Op grond van artikel 1 lid 4 Wzd kunnen bij Algemene Maatregel van Bestuur (AMvB) ziekten en aandoeningen worden aangewezen die voor de toepassing van de Wzd worden gelijkgesteld met een psychogeriatrische aandoening of verstandelijke beperking indien:
deze ziekten en aandoeningen dezelfde gedragsproblemen of regieverlies als een psychogeriatrische aandoening of verstandelijke handicap kunnen veroorzaken;
de benodigde zorg in verband met deze gedragsproblemen of regieverlies vergelijkbaar is met de zorg die nodig is bij een psychogeriatrische aandoening of verstandelijke handicap;
deze gedragsproblemen kunnen of dit regieverlies kan leiden tot ernstig nadeel.
Het Ministerie van Volksgezondheid, Welzijn en Sport heeft op 20 september 2019 het voornemen kenbaar gemaakt om onder andere het syndroom van Korsakov bij AMvB aan te wijzen als ‘gelijkgestelde aandoening’. De rechtbank merkt op dat deze AMvB nog niet van kracht is geworden. Daarom valt het syndroom van Korsakov momenteel nog niet onder de Wzd. Uit de medische verklaring en de telefonische mededelingen die [naam] op 24 februari 2020 aan het Ciz heeft gedaan blijkt dat de vermoedelijke ziekte van Korsakov bij cliënt tot hetzelfde gedrag en dezelfde zorgbehoefte leidt als bij een cliënt met een psychogeriatrische aandoening.
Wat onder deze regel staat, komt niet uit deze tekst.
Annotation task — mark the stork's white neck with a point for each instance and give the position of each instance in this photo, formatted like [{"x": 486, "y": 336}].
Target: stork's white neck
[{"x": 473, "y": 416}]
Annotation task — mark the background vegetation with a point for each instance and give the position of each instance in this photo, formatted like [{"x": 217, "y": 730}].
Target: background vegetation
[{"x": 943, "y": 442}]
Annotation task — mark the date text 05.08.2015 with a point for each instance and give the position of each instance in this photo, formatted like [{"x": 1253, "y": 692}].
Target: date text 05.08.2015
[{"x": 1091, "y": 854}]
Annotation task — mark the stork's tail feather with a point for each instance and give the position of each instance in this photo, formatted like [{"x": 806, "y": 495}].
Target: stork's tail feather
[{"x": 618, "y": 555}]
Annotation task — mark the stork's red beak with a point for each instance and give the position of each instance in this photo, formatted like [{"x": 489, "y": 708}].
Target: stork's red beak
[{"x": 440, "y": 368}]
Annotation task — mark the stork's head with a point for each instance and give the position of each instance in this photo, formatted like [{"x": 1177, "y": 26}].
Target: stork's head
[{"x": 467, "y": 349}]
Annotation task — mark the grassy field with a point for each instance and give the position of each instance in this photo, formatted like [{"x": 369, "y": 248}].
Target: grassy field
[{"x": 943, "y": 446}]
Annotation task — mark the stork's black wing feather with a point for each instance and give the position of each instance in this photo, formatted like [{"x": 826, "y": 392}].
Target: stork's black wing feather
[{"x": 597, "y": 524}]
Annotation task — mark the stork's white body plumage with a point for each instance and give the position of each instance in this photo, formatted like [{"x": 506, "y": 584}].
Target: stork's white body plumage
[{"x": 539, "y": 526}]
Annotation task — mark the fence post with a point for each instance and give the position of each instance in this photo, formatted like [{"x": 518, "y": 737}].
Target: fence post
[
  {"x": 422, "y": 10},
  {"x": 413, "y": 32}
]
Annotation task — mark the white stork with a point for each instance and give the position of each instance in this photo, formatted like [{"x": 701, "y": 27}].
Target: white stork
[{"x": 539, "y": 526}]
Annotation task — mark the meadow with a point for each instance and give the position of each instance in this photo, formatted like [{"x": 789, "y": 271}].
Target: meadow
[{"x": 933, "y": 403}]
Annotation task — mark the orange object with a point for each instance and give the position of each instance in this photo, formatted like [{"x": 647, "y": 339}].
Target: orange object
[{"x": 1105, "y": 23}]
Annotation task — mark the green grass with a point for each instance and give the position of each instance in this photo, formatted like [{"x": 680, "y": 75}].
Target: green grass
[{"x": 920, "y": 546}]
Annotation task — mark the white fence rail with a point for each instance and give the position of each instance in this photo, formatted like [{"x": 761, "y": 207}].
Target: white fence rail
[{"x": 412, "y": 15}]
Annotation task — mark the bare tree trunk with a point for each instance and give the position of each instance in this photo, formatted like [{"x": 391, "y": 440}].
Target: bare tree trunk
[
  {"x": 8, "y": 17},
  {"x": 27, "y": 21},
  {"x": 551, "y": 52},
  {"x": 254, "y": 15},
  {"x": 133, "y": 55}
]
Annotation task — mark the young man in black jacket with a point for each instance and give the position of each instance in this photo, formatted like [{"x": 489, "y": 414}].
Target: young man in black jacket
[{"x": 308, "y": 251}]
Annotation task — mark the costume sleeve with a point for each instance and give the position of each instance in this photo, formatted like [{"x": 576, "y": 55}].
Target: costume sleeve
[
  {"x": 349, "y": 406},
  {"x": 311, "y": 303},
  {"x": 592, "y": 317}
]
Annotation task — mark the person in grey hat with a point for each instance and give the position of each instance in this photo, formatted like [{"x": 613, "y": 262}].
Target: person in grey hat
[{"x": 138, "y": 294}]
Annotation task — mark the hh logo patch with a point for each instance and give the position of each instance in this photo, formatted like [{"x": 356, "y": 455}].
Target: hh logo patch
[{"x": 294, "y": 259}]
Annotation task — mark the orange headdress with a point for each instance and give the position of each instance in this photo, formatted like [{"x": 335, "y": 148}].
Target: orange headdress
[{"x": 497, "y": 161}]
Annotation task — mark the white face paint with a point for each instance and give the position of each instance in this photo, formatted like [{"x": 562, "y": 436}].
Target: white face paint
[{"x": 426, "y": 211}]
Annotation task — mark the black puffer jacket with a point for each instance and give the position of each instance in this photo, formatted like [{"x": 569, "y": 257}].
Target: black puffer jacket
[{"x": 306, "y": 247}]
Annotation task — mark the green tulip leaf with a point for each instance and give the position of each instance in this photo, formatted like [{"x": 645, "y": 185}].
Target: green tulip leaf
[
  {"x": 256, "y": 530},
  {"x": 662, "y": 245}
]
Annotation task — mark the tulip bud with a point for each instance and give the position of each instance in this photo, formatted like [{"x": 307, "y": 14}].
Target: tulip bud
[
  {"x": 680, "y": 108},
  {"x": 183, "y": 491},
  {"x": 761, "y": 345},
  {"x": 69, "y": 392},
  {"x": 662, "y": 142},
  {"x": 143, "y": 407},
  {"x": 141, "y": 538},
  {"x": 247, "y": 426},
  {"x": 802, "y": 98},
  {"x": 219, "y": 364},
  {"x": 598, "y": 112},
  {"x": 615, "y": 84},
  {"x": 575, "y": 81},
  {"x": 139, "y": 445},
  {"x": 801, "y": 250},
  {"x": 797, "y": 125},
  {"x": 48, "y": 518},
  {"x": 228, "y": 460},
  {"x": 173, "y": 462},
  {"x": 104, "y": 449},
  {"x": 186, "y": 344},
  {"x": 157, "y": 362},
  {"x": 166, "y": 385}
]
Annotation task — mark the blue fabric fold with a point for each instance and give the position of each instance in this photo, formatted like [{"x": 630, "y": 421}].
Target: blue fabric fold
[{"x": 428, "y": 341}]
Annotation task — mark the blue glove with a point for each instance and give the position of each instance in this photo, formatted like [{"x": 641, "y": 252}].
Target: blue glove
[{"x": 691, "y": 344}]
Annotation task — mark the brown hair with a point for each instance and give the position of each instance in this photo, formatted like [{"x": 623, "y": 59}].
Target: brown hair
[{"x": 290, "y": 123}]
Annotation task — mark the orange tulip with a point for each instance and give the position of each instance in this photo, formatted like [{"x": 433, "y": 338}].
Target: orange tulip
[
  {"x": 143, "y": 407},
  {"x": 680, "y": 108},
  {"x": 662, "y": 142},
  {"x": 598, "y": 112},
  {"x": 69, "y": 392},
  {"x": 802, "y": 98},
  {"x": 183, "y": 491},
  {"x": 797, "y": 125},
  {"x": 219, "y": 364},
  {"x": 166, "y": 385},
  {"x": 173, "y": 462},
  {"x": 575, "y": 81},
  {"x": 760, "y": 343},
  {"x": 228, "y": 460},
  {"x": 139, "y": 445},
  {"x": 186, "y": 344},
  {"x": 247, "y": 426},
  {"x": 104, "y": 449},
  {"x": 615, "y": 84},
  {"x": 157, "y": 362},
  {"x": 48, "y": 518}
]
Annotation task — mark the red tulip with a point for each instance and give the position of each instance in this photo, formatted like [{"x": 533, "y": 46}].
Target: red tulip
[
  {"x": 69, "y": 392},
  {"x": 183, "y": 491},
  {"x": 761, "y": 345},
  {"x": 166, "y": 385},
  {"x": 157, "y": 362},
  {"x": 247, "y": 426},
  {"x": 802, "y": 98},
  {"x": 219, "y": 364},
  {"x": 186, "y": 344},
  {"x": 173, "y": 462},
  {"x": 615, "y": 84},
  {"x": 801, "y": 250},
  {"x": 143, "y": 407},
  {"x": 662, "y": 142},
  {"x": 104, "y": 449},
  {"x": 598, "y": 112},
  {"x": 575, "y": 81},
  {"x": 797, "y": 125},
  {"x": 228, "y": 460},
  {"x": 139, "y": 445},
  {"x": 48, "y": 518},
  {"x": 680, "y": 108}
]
De zelfredzaamheid in de persoonlijke zorg is drastisch afgenomen.
Tijdens de mondelinge behandeling heeft de arts dit bevestigd. De arts heeft verklaard dat de cliënt binnen een accommodatie in het kader van de Wzd volledig op zijn plaats is en dat het gedrag en het regieverlies van de cliënt zeer goed vergelijkbaar is met gevorderde dementie. Ook de zorg die de cliënt nodig heeft en zonder welke zorg hij zal overlijden, past volledig in het kader van de Wzd. Gelet op het voorgaande is naar het oordeel van de rechtbank voldoende duidelijk geworden dat het vermoedelijke syndroom van Korsakov zich bij de cliënt zodanig presenteert dat voldaan is aan de eisen die worden genoemd in artikel 1 lid 4 Wzd. De rechtbank acht het om die reden ook gerechtvaardigd om vooruit te lopen op het van kracht worden van de AMvB en hier de Wzd toe te passen.
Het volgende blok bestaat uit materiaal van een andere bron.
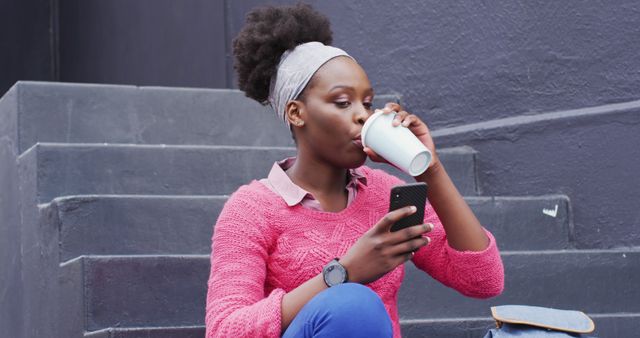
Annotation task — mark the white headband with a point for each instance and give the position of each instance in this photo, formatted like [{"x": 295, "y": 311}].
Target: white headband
[{"x": 295, "y": 70}]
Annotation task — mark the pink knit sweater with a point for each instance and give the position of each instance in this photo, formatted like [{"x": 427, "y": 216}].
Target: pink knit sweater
[{"x": 263, "y": 248}]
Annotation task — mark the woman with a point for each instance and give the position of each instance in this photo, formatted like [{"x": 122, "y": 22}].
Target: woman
[{"x": 273, "y": 270}]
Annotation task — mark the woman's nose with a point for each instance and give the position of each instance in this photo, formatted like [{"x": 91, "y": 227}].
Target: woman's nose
[{"x": 362, "y": 115}]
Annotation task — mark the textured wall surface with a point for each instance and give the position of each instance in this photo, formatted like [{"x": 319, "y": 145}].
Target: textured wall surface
[
  {"x": 453, "y": 63},
  {"x": 463, "y": 62},
  {"x": 143, "y": 42},
  {"x": 25, "y": 42}
]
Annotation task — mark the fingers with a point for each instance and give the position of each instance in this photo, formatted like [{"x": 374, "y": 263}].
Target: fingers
[
  {"x": 373, "y": 155},
  {"x": 409, "y": 246},
  {"x": 410, "y": 233},
  {"x": 402, "y": 117},
  {"x": 392, "y": 217}
]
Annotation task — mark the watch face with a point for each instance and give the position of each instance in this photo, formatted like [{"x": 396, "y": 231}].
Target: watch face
[{"x": 334, "y": 275}]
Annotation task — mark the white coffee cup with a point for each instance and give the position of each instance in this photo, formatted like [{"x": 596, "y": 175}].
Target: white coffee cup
[{"x": 398, "y": 145}]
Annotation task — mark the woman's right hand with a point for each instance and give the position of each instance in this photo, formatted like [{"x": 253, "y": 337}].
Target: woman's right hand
[{"x": 379, "y": 250}]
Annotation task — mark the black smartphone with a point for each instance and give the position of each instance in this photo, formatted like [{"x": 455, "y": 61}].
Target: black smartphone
[{"x": 408, "y": 194}]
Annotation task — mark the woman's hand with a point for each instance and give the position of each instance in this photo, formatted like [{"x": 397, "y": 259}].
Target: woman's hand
[
  {"x": 415, "y": 125},
  {"x": 379, "y": 251}
]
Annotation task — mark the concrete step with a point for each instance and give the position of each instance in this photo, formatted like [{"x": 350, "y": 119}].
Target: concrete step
[
  {"x": 132, "y": 225},
  {"x": 146, "y": 332},
  {"x": 595, "y": 281},
  {"x": 607, "y": 325},
  {"x": 91, "y": 113},
  {"x": 144, "y": 291},
  {"x": 63, "y": 169}
]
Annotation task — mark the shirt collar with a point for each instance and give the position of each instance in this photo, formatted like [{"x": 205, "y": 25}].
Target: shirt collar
[{"x": 294, "y": 194}]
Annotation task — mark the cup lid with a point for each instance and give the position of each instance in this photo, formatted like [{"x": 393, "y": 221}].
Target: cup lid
[
  {"x": 420, "y": 163},
  {"x": 367, "y": 124}
]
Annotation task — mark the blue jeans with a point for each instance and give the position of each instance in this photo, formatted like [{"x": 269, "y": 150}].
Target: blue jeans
[{"x": 345, "y": 310}]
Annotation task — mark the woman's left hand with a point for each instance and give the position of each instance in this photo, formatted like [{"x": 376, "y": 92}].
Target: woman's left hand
[{"x": 415, "y": 125}]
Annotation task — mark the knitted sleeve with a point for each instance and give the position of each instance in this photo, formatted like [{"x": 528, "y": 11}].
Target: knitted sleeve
[
  {"x": 477, "y": 274},
  {"x": 237, "y": 305}
]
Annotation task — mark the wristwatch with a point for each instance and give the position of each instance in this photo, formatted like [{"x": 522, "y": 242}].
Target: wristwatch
[{"x": 334, "y": 273}]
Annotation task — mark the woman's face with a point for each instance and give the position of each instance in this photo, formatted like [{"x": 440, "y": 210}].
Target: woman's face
[{"x": 335, "y": 105}]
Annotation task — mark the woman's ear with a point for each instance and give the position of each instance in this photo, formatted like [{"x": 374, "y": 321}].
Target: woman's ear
[{"x": 294, "y": 112}]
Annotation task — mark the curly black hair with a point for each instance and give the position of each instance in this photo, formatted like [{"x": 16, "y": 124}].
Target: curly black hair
[{"x": 269, "y": 32}]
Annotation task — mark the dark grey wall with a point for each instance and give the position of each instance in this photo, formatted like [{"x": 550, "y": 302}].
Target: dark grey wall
[
  {"x": 143, "y": 42},
  {"x": 463, "y": 62},
  {"x": 453, "y": 63},
  {"x": 25, "y": 41}
]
Gelet op het voorgaande is de rechtbank van oordeel dat is voldaan aan de criteria voor een voortzetting van de inbewaringstelling. De machtiging zal worden verleend voor de verzochte duur van zes weken, en geldt aldus tot en met 7 april 2020.

Beslissing

De rechtbank:
verleent een machtiging tot voortzetting van de inbewaringstelling ten aanzien van:
[betrokkene],
geboren op [geboortedatum] , [geboorteplaats] ;
bepaalt dat deze machtiging geldt tot en met uiterlijk 7 april 2020;
Deze beschikking is gegevens door mr. J.M.P. Willemse-Schwering, rechter, tevens kinderrechter, en in het openbaar uitgesproken op 25 februari 2020 in aanwezigheid van de griffier. Vervolgens is de beslissing op 28 februari 2020 op schrift gesteld.